A monster above all the rest.

Naturally she’d flinched, because that was the reputation he’d built. Anteros knocked again, his fist growing furious as thoughts of last night flooded his mind. Sending Gabriella to Frankie had severely broken protocol, but when he’d watched her on the video monitor, knees to her chest, that forlorn look on her face, it had done something to him. He’d felt something inexplicable and he’d had to do something, so he’d called Giovani and demanded he send over his wife.

Anteros figured he was

already lying to his Wolves, already fucking up the system, so a few more cracks in the foundation were fine.

Anteros knocked again. When there was no answer still, he looked to the rusty car in the driveway and at the window to the left. A light was on. If Antonio Notte wanted to appear like he was not home, he was doing a pretty poor job. Anteros sighed and knocked a final time, though he was already preparing to pick the lock.

He reached into his coat, bringing out the lock picking supplies. He could have knocked the door down, but he didn’t want to scare Notte, not this time. He was there to return something he’d taken before she completely ruined his life—if it was also before she got irrevocably ruined herself, that was just a coincidence.

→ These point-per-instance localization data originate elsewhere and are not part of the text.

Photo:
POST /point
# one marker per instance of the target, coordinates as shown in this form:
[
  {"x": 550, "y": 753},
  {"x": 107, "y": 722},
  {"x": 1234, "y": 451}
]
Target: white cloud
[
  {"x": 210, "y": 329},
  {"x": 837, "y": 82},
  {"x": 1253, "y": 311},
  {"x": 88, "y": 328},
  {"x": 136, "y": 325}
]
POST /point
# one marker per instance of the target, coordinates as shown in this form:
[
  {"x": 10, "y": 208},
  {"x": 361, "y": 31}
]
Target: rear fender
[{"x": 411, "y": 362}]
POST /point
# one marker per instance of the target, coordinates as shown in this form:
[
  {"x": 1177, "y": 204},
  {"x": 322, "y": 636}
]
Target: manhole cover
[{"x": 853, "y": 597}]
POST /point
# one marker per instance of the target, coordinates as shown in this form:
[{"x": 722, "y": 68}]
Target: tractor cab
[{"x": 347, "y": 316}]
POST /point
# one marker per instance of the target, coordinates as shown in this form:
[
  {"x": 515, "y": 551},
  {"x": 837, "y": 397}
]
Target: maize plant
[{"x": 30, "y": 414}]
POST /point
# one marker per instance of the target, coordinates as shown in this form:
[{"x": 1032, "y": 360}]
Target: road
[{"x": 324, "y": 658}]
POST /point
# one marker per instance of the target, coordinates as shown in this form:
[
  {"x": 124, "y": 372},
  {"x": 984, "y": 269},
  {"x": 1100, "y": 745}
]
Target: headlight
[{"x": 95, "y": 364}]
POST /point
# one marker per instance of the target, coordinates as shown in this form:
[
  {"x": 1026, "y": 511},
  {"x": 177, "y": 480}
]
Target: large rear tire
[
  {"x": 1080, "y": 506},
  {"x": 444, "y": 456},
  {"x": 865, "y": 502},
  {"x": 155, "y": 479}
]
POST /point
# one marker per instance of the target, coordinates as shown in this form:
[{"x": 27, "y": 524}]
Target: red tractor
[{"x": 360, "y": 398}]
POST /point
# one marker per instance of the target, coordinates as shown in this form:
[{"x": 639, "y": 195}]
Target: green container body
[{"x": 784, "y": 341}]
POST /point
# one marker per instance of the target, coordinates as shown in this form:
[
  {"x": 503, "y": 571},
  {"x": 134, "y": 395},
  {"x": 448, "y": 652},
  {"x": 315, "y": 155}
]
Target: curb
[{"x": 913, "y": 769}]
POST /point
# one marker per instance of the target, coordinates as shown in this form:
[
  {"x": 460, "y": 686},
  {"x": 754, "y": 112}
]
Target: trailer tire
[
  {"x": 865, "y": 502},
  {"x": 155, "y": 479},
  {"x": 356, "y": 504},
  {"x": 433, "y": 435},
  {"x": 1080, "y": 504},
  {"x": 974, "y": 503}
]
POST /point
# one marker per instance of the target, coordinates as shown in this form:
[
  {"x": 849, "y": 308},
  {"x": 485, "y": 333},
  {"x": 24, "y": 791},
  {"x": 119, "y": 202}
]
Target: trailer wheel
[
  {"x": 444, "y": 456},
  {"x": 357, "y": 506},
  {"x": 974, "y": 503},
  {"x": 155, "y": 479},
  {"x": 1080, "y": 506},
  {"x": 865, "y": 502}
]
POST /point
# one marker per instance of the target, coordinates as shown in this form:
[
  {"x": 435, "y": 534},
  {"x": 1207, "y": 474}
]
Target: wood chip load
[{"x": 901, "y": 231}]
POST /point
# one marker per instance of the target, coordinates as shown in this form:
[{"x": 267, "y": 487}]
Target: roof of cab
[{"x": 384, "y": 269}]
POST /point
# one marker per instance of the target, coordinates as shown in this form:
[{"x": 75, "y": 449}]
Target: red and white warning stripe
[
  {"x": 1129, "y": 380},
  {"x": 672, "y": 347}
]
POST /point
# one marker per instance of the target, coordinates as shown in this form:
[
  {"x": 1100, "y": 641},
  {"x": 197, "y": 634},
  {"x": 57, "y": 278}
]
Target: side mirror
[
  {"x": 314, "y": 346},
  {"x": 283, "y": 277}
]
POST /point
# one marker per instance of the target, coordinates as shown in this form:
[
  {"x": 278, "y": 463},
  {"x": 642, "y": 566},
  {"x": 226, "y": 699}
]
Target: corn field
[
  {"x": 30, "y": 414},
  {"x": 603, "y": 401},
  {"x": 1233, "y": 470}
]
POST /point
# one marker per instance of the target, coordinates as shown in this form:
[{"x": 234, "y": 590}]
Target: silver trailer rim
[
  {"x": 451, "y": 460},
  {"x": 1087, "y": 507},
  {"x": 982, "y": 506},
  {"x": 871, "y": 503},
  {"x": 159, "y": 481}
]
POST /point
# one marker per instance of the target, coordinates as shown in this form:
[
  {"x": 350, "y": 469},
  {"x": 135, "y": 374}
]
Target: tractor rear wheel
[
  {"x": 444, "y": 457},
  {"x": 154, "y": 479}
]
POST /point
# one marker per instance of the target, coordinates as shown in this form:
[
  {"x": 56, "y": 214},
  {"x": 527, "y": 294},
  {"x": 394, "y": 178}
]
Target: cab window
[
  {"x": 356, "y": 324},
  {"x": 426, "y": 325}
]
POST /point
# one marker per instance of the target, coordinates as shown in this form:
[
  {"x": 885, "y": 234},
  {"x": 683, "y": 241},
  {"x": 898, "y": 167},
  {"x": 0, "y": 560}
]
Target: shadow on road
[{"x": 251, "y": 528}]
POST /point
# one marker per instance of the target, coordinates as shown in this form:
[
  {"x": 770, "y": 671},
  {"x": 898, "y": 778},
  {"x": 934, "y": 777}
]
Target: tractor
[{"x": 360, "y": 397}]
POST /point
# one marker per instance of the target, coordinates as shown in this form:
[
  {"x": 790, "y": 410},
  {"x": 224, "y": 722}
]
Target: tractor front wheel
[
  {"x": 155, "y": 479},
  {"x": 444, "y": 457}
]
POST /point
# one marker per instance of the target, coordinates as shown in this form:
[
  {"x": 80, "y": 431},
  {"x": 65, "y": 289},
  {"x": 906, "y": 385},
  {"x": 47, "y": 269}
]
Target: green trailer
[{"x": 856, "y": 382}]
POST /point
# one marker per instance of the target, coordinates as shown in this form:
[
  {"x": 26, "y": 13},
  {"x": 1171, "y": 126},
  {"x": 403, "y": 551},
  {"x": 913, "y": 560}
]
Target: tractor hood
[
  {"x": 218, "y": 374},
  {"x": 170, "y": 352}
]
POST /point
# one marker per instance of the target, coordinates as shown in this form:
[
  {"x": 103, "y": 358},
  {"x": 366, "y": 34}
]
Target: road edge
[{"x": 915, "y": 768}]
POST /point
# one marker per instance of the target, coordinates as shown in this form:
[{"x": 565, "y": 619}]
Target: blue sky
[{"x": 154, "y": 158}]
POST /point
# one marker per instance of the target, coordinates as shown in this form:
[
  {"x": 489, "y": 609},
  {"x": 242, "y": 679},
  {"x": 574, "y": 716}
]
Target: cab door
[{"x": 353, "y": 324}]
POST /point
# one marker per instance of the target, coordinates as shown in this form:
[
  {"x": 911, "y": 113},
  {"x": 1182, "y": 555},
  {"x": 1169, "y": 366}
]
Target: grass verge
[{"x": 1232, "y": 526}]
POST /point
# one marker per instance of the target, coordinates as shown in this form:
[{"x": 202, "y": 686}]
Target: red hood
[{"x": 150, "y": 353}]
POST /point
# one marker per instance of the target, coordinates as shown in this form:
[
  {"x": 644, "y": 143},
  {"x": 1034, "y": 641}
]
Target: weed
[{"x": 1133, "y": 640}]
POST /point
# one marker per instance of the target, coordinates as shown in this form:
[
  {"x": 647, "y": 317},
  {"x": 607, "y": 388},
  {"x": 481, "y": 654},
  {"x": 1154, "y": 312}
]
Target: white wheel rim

Anteros stuck the small silver piece in the lock and jimmied, waiting until he heard the click. When it sounded, he pushed the door open. He put the tools back in his pocket, peering inside. The living room was empty but as he put his foot over the threshold, he heard a door slam.

Typical.

Anteros slid his hand back in his pocket, feeling for the lock-picking tools. “Notte,” he called out. No reply. He walked through the house. It looked exactly the same, maybe even worse. More peeling wallpaper. Trash on the ground. He raised a brow at a used condom, trying to picture the woman who would sleep with a man like Antonio Notte.

Anteros arrived at a closed door, making quick work of unlocking it. Notte cowered in the corner of a closet—but wait, was it a bedroom? Small and under the staircase, it appeared to be a closet, but there was a bed jammed inside. Why the fuck was there a bed in a closet? Though the house was small, Anteros had counted two bedrooms. Did Notte have more children than Anteros knew about?

“B-Beast—” Notte stuttered. Anteros threw up a hand, silencing him. He walked farther into the tiny room. One step had him all the way in and he had to duck. The walls were papered with pictures, floor to ceiling. He squinted, making them out. They were obviously cut out of magazines. He reached out touching a wrinkly photo of Times Square during New Years.

“This was her room…” He turned to Notte fiercely. “You stuck her in a closet?” Anteros grabbed Notte by the collar and threw him out of the tiny space. He landed on his back and proceeded to crawl away. Anteros looked from Notte to the crinkly destinations taped to the plaster.

She deserved so much better, but Anteros knew firsthand that there was no choosing your parents.

Anteros bent down, squatting so he was eye to eye with Notte, who still hadn’t stood. “I am going to return Frankie to you.”

“What?” Notte’s eyes widened.

Running a hand through his thick, dark locks, Anteros repeated himself. “And no Pavoni will bother you again. You have my word.”

“No.”

“No?” Anteros looked into the man, wondering what game he was playing. Was he going to try to negotiate for money?